The area in which the city of Fort Lauderdale would later be founded was inhabited for more than two thousand years by the Tequesta Indians. Contact with Spanish explorers in the 16th century proved disastrous for the Tequesta, as the Europeans unwittingly brought with them diseases, such as smallpox, to which the native populations possessed no resistance. For the Tequesta, disease, coupled with continuing conflict with their Calusa neighbors, contributed greatly to their decline over the next two centuries. By 1763, there were only a few Tequesta left in Florida, and most of them were evacuated to Cuba when the Spanish ceded Florida to the British in 1763, under the terms of the Treaty of Paris (1763), which ended the Seven Years' War. Although control of the area changed between Spain, United Kingdom, the United States, and the Confederate States of America, it remained largely undeveloped until the 20th century.

 

The Fort Lauderdale area was known as the "New River Settlement" before the 20th century. In the 1830s there were approximately 70 settlers living along the New River. William Cooley, the local Justice of the Peace, was a farmer and wrecker, who traded with the Seminole Indians. On January 6, 1836, while Cooley was leading an attempt to salvage a wrecked ship, a band of Seminoles attacked his farm, killing his wife and children, and the children's tutor. The other farms in the settlement were not attacked, but all the white residents in the area abandoned the settlement, fleeing first to the Cape Florida Lighthouse on Key Biscayne, and then to Key West.

 

The first United States stockade named Fort Lauderdale was built in 1838, and subsequently was a site of fighting during the Second Seminole War.
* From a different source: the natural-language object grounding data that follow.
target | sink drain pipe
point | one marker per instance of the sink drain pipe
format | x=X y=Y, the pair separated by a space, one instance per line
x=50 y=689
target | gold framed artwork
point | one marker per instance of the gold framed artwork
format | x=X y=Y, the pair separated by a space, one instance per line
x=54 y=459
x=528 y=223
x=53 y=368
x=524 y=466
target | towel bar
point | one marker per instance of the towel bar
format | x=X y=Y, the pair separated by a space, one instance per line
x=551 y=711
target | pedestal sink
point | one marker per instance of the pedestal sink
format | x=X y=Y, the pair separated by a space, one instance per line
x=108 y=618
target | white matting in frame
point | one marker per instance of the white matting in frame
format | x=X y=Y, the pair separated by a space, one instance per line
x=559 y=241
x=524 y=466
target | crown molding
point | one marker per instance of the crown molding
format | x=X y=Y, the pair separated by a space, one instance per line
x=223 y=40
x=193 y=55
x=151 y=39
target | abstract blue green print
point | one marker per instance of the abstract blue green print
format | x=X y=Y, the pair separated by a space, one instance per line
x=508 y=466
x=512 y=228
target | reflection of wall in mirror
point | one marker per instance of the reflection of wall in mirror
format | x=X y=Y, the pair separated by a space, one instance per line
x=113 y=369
The fort was abandoned in 1842, after the end of the war, and the area remained virtually unpopulated until the 1890s. It was not until Frank Stranahan arrived in the area in 1893 to operate a ferry across the New River, and the Florida East Coast Railroad's completion of a route through the area in 1896, that any organized development began. The city was incorporated in 1911, and in 1915 was designated the county seat of newly formed Broward County.

  

Fort Lauderdale's first major development began in the 1920s, during the Florida land boom of the 1920s. The 1926 Miami Hurricane and the Great Depression of the 1930s caused a great deal of economic dislocation. In July 1935, an African-American man named Rubin Stacy was accused of robbing a white woman at knife point. He was arrested and being transported to a Miami jail when police were run off the road by a mob. A group of 100 white men proceeded to hang Stacy from a tree near the scene of his alleged robbery. His body was riddled with some twenty bullets. The murder was subsequently used by the press in Nazi Germany to discredit US critiques of its own persecution of Jews, Communists, and Catholics.

 

When World War II began, Fort Lauderdale became a major US base, with a Naval Air Station to train pilots, radar operators, and fire control operators. A Coast Guard base at Port Everglades was also established.

 

On July 4, 1961 African Americans started a series of protests, wade-ins, at beaches that were off-limits to them, to protest "the failure of the county to build a road to the Negro beach". On July 11, 1962 a verdict by Ted Cabot went against the city's policy of racial segregation of public beaches.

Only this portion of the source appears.